5.10 Omdat het hof de beslissing van de raad met daarin een proceskostenveroordeling bekrachtigt, moet verweerder de proceskosten van de procedure bij de raad ook voldoen. Per 1 maart 2020 zijn andere afspraken tussen de Staat en de Nederlandse Orde van Advocaten gemaakt over de wijze waarop deze proceskosten moeten worden betaald. De raad heeft hier nog geen rekening mee kunnen houden.
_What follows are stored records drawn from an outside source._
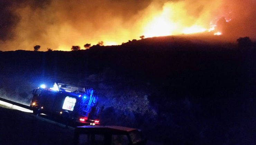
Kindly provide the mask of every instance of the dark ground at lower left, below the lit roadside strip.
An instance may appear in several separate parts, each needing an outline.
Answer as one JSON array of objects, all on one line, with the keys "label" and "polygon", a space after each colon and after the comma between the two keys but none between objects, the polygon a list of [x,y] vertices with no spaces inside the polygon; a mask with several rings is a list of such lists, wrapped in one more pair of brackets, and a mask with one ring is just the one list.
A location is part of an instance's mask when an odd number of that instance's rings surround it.
[{"label": "dark ground at lower left, below the lit roadside strip", "polygon": [[72,145],[74,128],[0,106],[1,145]]}]

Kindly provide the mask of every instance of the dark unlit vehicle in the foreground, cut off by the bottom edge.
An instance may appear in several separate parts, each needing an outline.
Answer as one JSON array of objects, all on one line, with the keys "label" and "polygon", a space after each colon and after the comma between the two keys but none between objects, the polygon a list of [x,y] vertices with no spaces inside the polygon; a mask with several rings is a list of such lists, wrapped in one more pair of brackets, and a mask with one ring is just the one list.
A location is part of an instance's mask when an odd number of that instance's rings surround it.
[{"label": "dark unlit vehicle in the foreground, cut off by the bottom edge", "polygon": [[146,145],[141,131],[121,126],[80,126],[75,128],[75,145]]}]

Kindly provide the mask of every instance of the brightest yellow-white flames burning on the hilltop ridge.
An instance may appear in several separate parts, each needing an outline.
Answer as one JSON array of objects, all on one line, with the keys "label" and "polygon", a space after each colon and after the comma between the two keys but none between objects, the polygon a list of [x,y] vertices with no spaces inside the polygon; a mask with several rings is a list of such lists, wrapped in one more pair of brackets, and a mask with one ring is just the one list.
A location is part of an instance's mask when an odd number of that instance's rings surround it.
[{"label": "brightest yellow-white flames burning on the hilltop ridge", "polygon": [[[146,23],[143,33],[145,37],[178,35],[182,33],[191,34],[215,30],[216,24],[210,25],[209,23],[207,26],[205,25],[205,21],[195,20],[195,18],[187,14],[183,7],[185,6],[182,2],[166,3],[162,12],[159,12],[151,21]],[[227,20],[227,22],[230,20]],[[191,22],[194,22],[192,26],[190,26]],[[221,32],[214,33],[214,35],[221,34]]]}]

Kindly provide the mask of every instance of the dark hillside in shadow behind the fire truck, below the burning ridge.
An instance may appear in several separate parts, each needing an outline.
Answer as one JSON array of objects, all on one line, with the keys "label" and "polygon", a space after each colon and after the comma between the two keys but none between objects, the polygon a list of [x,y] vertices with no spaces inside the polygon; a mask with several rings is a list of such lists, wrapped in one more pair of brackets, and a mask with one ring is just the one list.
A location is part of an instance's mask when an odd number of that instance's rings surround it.
[{"label": "dark hillside in shadow behind the fire truck, below the burning ridge", "polygon": [[[158,37],[79,51],[0,52],[0,95],[29,103],[54,82],[94,87],[104,125],[165,144],[254,144],[256,49]],[[246,139],[244,137],[246,136]]]}]

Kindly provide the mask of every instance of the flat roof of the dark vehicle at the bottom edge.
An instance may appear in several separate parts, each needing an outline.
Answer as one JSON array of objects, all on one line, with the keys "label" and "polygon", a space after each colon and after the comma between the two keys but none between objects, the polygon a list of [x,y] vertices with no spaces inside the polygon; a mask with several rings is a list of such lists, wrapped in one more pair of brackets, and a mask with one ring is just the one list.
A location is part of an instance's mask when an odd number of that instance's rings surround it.
[{"label": "flat roof of the dark vehicle at the bottom edge", "polygon": [[85,125],[76,127],[79,130],[91,130],[91,131],[112,131],[112,132],[131,132],[137,130],[136,128],[129,128],[124,126],[92,126]]}]

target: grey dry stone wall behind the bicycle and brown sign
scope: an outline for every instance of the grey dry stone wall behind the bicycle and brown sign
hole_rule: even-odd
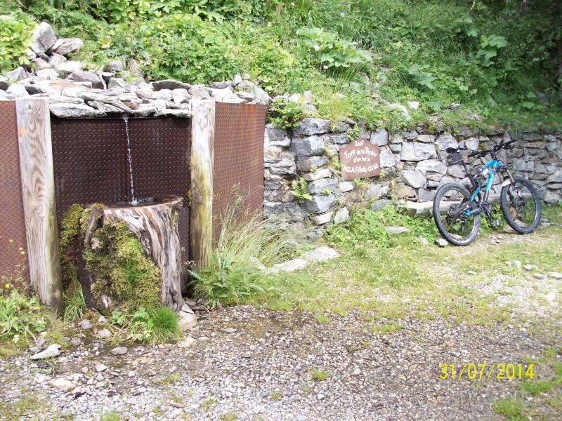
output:
[[[490,149],[499,142],[516,139],[514,147],[498,157],[518,174],[532,180],[544,201],[562,201],[562,133],[481,132],[459,126],[453,132],[417,130],[389,134],[384,128],[362,131],[360,137],[380,148],[381,175],[344,181],[339,166],[339,149],[349,142],[353,121],[330,128],[330,121],[304,119],[285,131],[266,127],[264,161],[264,203],[266,215],[280,215],[290,222],[325,225],[342,222],[351,206],[377,210],[390,201],[432,201],[447,182],[469,184],[461,165],[447,166],[447,147],[469,151]],[[489,158],[488,158],[489,159]],[[469,159],[478,168],[488,159]],[[306,180],[312,199],[299,203],[292,182]],[[499,193],[499,180],[492,192]]]

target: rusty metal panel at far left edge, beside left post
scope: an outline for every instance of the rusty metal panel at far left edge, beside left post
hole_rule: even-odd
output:
[[[27,253],[27,241],[15,102],[0,101],[0,127],[0,273],[18,276],[25,266],[25,255],[19,248]],[[30,289],[27,270],[22,273],[22,278],[23,282],[15,283],[15,286],[27,291]]]

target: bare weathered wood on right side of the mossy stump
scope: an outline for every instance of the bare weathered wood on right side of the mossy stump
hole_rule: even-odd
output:
[[[137,236],[145,254],[160,269],[162,304],[179,312],[183,307],[183,298],[178,210],[183,204],[183,198],[155,196],[154,199],[136,206],[107,206],[103,208],[103,218],[125,222]]]

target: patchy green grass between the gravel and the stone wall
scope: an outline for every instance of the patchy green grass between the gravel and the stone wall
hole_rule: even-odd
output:
[[[560,218],[559,209],[547,210],[549,218]],[[330,312],[345,316],[355,310],[369,320],[384,320],[389,325],[400,325],[400,319],[407,314],[483,326],[523,323],[528,319],[518,315],[518,305],[505,305],[502,300],[511,302],[511,288],[522,287],[528,303],[548,305],[532,272],[562,271],[562,229],[554,225],[527,236],[506,228],[481,234],[468,247],[439,248],[431,242],[421,246],[414,241],[415,234],[404,240],[389,242],[384,237],[379,241],[377,234],[384,231],[384,223],[376,220],[372,222],[376,227],[371,229],[363,223],[365,220],[360,222],[338,229],[334,243],[341,252],[339,258],[266,276],[262,280],[263,293],[253,295],[247,302],[268,302],[272,309],[307,309],[319,323],[328,322]],[[430,229],[425,225],[416,227],[416,221],[400,223],[413,226],[411,232]],[[391,219],[388,225],[397,224]],[[360,229],[373,232],[370,241],[362,241],[367,234]],[[499,234],[504,239],[490,244],[490,237]],[[518,269],[513,260],[536,265],[537,269]],[[499,274],[503,276],[499,289],[486,293],[481,286]],[[553,283],[552,288],[562,293],[562,286]],[[551,313],[551,321],[561,318],[559,312]],[[549,326],[556,330],[556,323]]]

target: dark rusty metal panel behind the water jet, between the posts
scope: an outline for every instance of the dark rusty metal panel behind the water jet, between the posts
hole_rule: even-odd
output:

Daarom bekrachtigt het hof de proceskostenveroordeling zoals de raad die aan verweerder heeft opgelegd maar bepaalt daarbij, in verband met de nieuwe afspraak, dat verweerster het bedrag van € 1.250,- binnen vier weken nadat deze beslissing onherroepelijk is geworden, zal overmaken naar rekeningnummer lBAN: NL85 lNGB 0000 079000, BIC: INGBNL2A, Nederlandse Orde van Advocaten, Den Haag, onder vermelding van “kostenveroordeling raad van discipline" en het zaaknummer van de raad.
BESLISSING
Het Hof van Discipline:
- vernietigt de beslissing van de Raad van Discipline in het ressort Amsterdam van 14 oktober 2019, gewezen onder nummer 19-497/A/NH/D, voor zover daarin bij wijze van bijzondere voorwaarde is bepaald dat verweerder zijn volledige medewerking verleent aan ieder nader onderzoek door de deken;
- stelt daarvoor in de plaats de bijzondere voorwaarde dat verweerder gehouden is om in de lopende onderzoeken volledige medewerking te verlenen en desgevraagd onverwijld bescheiden te verschaffen, tenzij zulks op goede gronden kan worden geweigerd;
- bekrachtigt voor het overige;
- veroordeelt verweerder tot betaling van de proceskosten in hoger beroep van € 1.500,- aan de Nederlandse Orde van Advocaten, op de manier en binnen de termijn zoals hiervóór bepaald;
- bekrachtigt de proceskostenveroordeling van verweerder zoals die door de raad is opgelegd, behalve voor wat betreft de wijze van betaling en bepaalt dat deze proceskostenveroordeling van € 1.250,- in zijn geheel aan de Nederlandse Orde van Advocaten wordt betaald, op de manier en binnen de termijn zoals hiervóór bepaald.
Deze beslissing is gegeven door mr. J.D. Streefkerk, voorzitter, en mrs. A.R. Sturhoofd, E.J. Numann, R.N.E. Visser en H.J.P. Robers, leden, in tegenwoordigheid van mr. A.J.M. Lauvenberg, griffier, en in het openbaar uitgesproken op 21 augustus 2020.
griffier voorzitter
De beslissing is verzonden op 21 augustus 2020.